Her judicial career began in 2009 in crime, when she became a Recorder. She joined the High Court Bench in 2013, sitting in the Queen’s Bench Division and the Court of Appeal (Criminal Division). Alongside the general work of the Queen’s Bench Division, she sat in all three jurisdictions of the Business and Property Courts: Commercial, Chancery and Technology and Construction, becoming the first female High Court Judge to sit in the Technology and Construction Court and the second female High Court Judge to sit in the Commercial Court. She also sat on the Investigatory Powers Tribunal between 2014 and 2016.
She was Director of Magistrates’ Training and a member of the Judicial College Board between 2014 and 2018, and a Presider of the Midland Circuit, the largest Circuit outside London and the South East, from 2016 to 2020. In 2016 she was presented with the European Women in Business Law Lifetime Achievement Award.
Lady Justice Carr was elevated to the Court of Appeal in 2020. She was appointed as the Senior Judicial Commissioner and Vice Chair of the Judicial Appointments Commission shortly thereafter, remaining in that role until January 2023. She was a temporary Investigatory Powers Commissioner during the Covid-19 pandemic.

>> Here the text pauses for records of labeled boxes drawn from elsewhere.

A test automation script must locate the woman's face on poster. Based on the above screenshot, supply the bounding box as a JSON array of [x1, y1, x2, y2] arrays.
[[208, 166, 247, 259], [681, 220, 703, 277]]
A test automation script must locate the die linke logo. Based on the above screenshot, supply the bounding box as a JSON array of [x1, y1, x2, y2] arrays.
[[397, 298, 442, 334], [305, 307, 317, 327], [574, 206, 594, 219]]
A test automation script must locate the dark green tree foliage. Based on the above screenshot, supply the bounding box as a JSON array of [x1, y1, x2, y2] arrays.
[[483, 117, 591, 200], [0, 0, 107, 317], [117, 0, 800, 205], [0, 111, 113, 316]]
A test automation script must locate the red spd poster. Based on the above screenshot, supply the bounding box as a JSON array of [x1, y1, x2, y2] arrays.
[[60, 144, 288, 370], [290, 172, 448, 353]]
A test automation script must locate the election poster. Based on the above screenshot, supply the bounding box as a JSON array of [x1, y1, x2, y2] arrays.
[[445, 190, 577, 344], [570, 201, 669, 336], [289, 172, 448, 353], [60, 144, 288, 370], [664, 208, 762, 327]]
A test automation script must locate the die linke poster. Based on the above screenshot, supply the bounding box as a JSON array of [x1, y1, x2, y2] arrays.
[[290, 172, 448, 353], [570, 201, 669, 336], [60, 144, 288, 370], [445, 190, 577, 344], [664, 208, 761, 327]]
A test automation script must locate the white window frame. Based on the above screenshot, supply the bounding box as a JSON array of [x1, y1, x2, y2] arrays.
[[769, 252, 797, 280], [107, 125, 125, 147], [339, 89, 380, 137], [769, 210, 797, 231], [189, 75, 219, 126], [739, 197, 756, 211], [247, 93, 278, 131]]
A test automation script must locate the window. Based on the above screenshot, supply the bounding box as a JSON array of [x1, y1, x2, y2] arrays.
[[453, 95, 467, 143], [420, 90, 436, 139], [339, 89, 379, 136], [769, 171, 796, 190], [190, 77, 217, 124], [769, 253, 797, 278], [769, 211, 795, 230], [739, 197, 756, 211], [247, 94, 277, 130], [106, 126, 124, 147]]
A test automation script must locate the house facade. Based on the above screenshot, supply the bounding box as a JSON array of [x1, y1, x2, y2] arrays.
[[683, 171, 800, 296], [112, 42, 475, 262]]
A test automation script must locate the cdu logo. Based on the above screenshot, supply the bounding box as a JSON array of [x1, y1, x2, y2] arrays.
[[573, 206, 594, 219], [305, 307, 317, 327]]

She became President of the Professional Negligence Bar Association in 2022.
She was educated at Wycombe Abbey, Buckinghamshire, where she was later a governor for 13 years, and Trinity College, Cambridge, where she read Modern Languages (Part 1) and Law (Part 2). She speaks French and German. She was a keen actress, including with the Bar Theatrical Society, and sportswoman. She remains an active musician, singing with the Bar Choral Society and playing the piano. She is married with three children.